Posted by Emily Taibl on May 2, 2017 3:35:32 PM

Hand put the last piece of jigsaw puzzle to complete the mission

Employee benefit plans with 100 or more participants are required to have an independent audit each year. Yet, ERISA is unique in that it allows plan administrators to opt for a limited scope audit of their financial statements.

In a full-scope audit, everything in the plan is subject to testing. By contrast, with a limited scope audit, the auditor does not perform auditing procedures on certain investment information that is prepared and certified by a qualified trustee or custodian. This information is limited to investment valuation and income. All other aspects of plan operations will still be subject to detailed testing.
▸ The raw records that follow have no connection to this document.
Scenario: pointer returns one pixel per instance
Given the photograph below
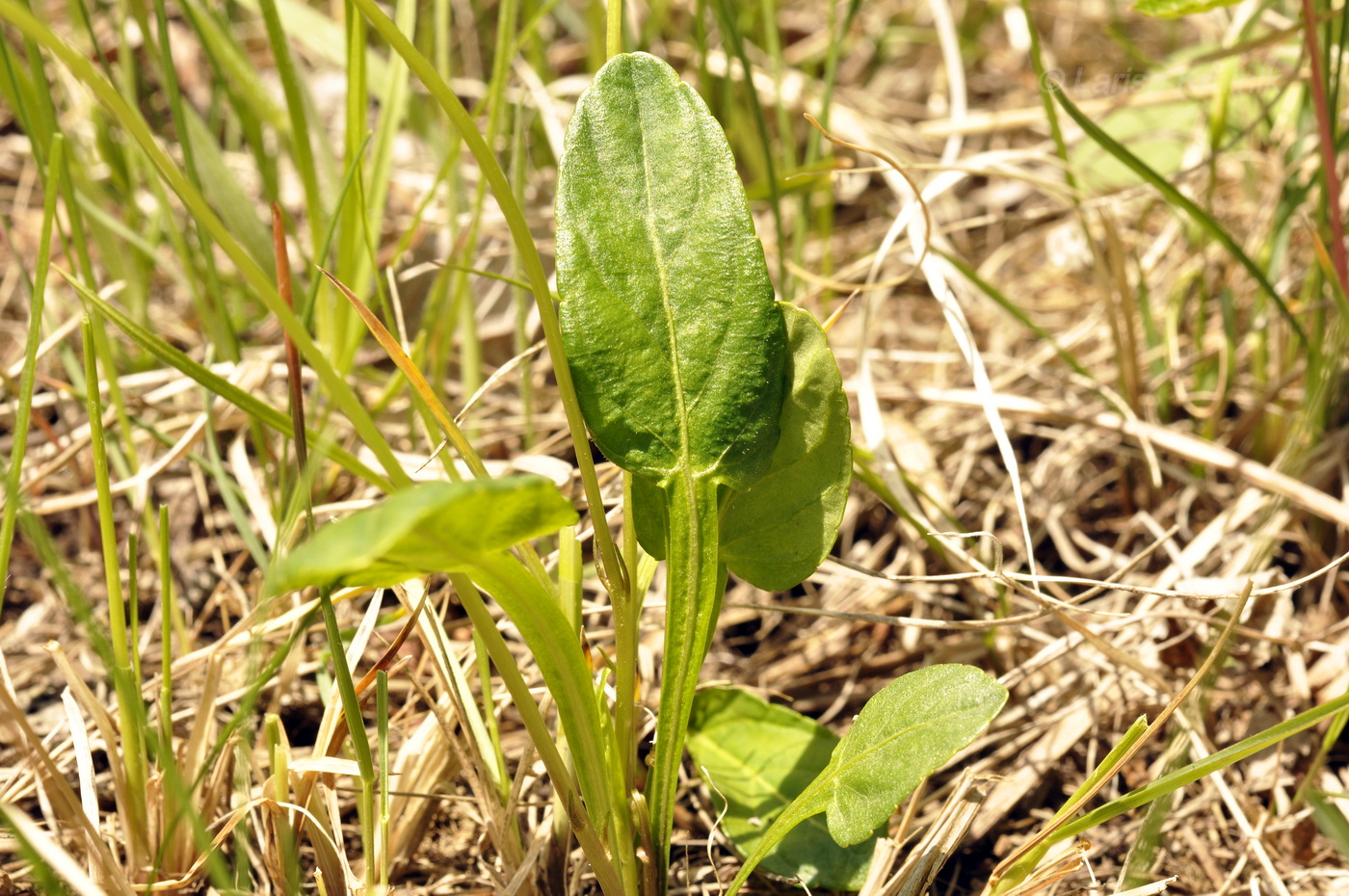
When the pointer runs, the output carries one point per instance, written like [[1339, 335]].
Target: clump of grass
[[1173, 391]]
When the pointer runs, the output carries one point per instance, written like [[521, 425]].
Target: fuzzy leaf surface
[[903, 734], [779, 529], [436, 526], [667, 308], [757, 758], [776, 532]]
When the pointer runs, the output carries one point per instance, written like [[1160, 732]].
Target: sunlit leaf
[[755, 758], [436, 526]]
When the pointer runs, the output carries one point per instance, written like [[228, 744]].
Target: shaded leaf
[[757, 757], [776, 532], [436, 526]]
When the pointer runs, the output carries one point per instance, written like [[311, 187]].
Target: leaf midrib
[[663, 276]]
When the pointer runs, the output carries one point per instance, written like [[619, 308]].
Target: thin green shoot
[[127, 686], [27, 377]]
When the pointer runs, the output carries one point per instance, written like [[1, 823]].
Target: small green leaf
[[1176, 9], [779, 529], [667, 310], [776, 532], [437, 526], [757, 757], [903, 734]]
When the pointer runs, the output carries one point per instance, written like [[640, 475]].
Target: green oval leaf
[[776, 532], [757, 757], [667, 310], [779, 529], [903, 734], [437, 526]]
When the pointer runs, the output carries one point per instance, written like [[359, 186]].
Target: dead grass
[[1117, 463]]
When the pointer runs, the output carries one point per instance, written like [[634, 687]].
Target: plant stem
[[610, 878], [692, 599], [626, 634]]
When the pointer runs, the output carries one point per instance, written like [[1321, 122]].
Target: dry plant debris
[[1173, 437]]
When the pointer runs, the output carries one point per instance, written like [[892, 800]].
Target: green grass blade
[[1180, 201], [250, 404], [27, 380], [1203, 768], [262, 285]]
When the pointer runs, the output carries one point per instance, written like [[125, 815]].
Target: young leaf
[[674, 342], [668, 312], [757, 757], [437, 526], [776, 532], [903, 734]]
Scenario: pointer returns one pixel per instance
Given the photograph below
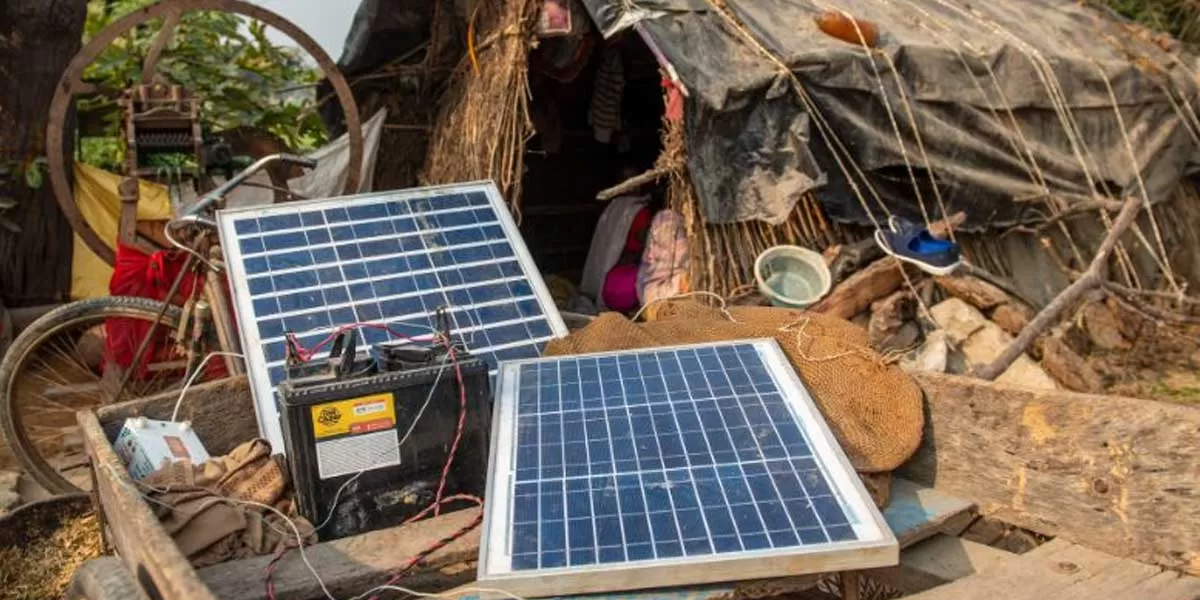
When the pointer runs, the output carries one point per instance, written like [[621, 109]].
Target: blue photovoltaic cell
[[663, 454], [393, 257]]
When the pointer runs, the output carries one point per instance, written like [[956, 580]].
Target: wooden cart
[[1115, 474]]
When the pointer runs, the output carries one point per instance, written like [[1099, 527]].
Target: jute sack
[[874, 408]]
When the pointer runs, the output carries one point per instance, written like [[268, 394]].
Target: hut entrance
[[598, 109]]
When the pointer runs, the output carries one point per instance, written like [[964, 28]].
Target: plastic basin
[[791, 276]]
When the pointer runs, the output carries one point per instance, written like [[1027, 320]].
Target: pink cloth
[[621, 288], [664, 269]]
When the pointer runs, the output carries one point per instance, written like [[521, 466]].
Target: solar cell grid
[[395, 257], [667, 455]]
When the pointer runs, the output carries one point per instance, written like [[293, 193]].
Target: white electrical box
[[145, 445]]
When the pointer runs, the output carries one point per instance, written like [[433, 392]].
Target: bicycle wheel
[[72, 359]]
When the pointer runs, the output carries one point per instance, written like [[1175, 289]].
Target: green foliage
[[1181, 18], [225, 59]]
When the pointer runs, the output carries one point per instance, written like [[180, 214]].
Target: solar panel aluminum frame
[[876, 545], [243, 301]]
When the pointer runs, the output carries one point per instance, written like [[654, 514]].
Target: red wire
[[306, 354], [441, 544], [457, 436], [438, 501]]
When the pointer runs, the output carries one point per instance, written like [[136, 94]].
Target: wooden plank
[[1037, 575], [916, 513], [222, 413], [145, 549], [352, 565], [1116, 474], [1169, 586], [1067, 571], [937, 561]]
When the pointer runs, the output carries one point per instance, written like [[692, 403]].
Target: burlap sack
[[874, 408], [208, 529]]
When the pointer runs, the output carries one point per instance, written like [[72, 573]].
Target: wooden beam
[[631, 184], [917, 513], [1116, 474], [937, 561], [1065, 571], [856, 294], [354, 564]]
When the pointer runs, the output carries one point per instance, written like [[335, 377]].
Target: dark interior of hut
[[568, 161]]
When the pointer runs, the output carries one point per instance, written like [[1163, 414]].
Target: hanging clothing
[[664, 269], [606, 95], [610, 240]]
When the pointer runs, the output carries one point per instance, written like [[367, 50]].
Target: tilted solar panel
[[654, 467], [393, 257]]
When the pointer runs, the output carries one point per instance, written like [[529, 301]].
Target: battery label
[[364, 414]]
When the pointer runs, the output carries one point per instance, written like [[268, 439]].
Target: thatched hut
[[802, 123]]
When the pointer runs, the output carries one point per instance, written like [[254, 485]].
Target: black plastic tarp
[[964, 75]]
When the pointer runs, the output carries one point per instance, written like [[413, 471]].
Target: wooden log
[[1065, 571], [857, 293], [888, 317], [973, 291], [139, 539], [631, 184], [939, 561], [354, 564], [1068, 367], [1116, 474]]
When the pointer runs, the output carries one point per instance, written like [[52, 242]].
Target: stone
[[931, 357], [1103, 328], [973, 291], [9, 495], [982, 341], [1012, 317]]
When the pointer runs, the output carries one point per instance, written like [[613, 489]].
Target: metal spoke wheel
[[73, 359], [171, 12]]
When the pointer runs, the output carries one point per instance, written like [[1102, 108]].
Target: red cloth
[[147, 276]]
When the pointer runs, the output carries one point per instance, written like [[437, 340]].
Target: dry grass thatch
[[480, 133], [42, 567], [721, 256]]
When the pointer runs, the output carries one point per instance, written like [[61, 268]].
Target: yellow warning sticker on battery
[[363, 414]]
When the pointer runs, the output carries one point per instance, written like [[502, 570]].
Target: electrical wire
[[438, 502], [183, 393], [341, 489], [123, 478]]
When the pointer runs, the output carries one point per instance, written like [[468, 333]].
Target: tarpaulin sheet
[[965, 73], [100, 202]]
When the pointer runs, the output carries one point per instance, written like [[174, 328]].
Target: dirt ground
[[40, 564]]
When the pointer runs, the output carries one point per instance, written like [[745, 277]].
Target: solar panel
[[393, 257], [685, 465]]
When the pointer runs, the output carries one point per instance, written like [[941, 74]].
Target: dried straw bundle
[[484, 124], [721, 256]]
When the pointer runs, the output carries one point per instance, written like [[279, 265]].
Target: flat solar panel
[[391, 257], [667, 461]]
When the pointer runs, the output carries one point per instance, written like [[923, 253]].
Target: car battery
[[367, 441]]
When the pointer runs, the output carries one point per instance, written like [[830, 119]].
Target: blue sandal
[[913, 244]]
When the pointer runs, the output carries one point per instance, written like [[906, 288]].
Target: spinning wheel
[[175, 109]]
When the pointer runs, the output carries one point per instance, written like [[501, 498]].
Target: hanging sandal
[[913, 244]]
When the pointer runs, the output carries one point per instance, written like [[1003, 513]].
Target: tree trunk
[[37, 39]]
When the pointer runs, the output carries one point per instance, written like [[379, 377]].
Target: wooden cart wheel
[[172, 11], [105, 579]]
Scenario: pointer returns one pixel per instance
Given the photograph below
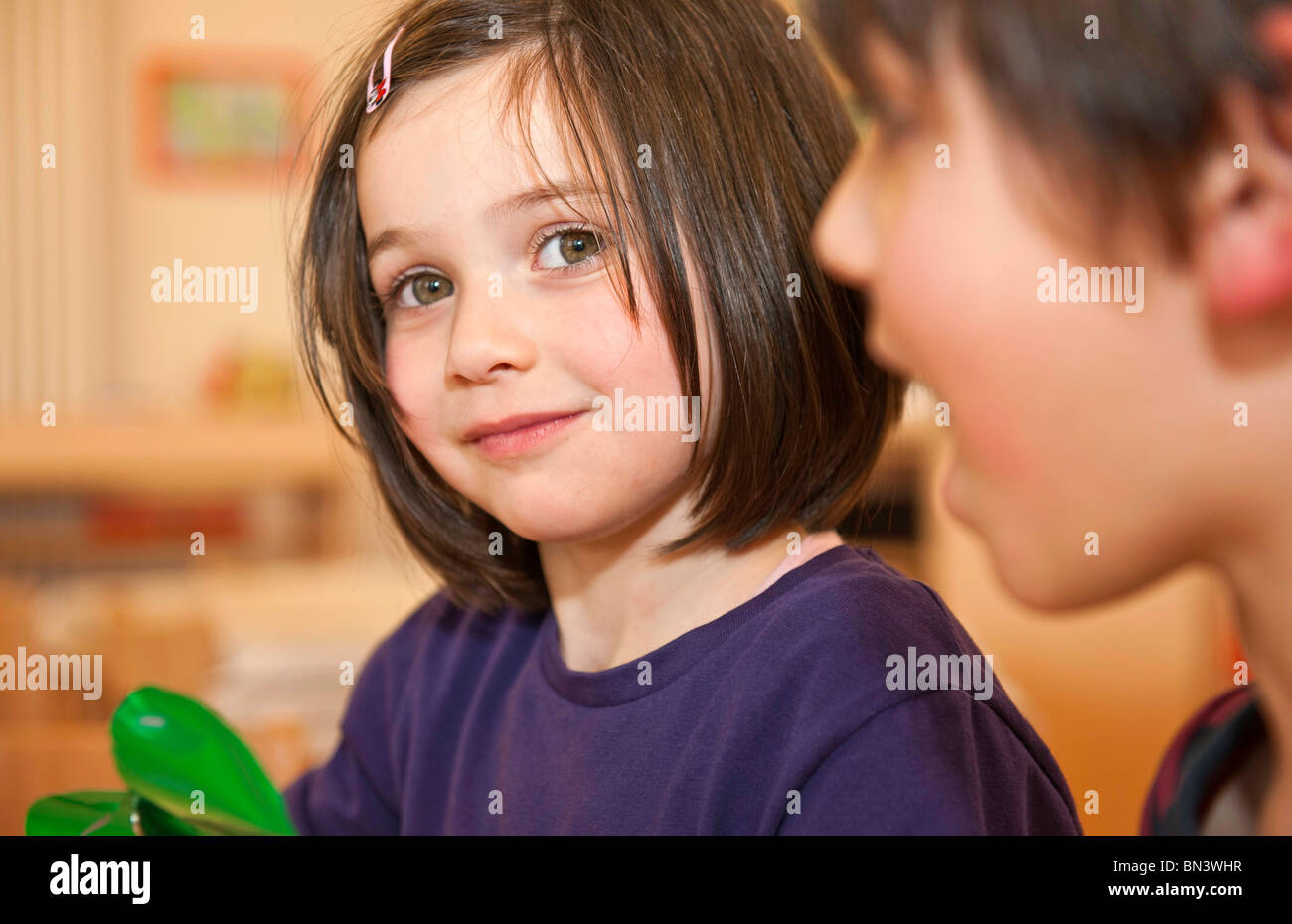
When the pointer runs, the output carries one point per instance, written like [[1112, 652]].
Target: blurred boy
[[1075, 225]]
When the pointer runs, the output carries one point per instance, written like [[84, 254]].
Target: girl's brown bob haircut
[[745, 137]]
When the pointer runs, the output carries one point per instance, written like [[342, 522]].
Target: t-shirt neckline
[[625, 683]]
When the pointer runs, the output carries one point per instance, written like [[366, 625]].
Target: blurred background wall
[[129, 425]]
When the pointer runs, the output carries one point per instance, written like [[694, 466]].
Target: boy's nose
[[843, 237]]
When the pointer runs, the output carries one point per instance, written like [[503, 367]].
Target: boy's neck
[[1261, 578]]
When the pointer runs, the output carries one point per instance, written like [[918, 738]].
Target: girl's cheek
[[409, 379]]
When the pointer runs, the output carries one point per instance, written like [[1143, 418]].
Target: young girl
[[1151, 146], [649, 622]]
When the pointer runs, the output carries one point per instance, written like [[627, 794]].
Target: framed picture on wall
[[228, 119]]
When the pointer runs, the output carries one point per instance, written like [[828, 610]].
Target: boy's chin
[[1053, 585]]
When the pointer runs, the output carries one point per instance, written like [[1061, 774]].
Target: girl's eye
[[418, 290], [567, 248]]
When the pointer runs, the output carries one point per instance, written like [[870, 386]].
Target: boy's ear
[[1243, 196]]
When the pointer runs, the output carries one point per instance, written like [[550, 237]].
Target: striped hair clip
[[376, 94]]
A qualified institution capable of certifying plan information is a bank, insurance company or similar institution that is regulated and supervised by a state or federal agency.

What’s in An Opinion?

During a full-scope audit, the auditors look at everything — from contributions and benefit payments to the valuation of investments and related earnings. Therefore, the auditors are able to provide an opinion about whether the plan’s financial statements — including supplemental schedules — are presented fairly in accordance with generally accepted accounting principles (GAAP) or Department of Labor regulations, as applicable.

With a limited scope audit, the auditors are not able to express an unqualified opinion because, while they still perform tests of contributions and benefit payments, significant investment information is provided by an outside party and is not formally audited. In fact, the CPA very specifically disclaims having an opinion. Note that a Disclaimer of Opinion due to certified information is acceptable to the Department of Labor as part of a limited scope audit.

Who’s Responsible?

Plan administrators have a fiduciary duty to ensure that a qualified institution has certified both the accuracy and the completeness of the investment information. In addition, it needs to be determined that the certification covers all plan investments. If not, these investments and related income would need to be subject to full scope procedures.

In the end, a quality audit will not only help plan fiduciaries fulfill their legal duties, but it will also provide the reliable information needed to prudently manage and administer the plan.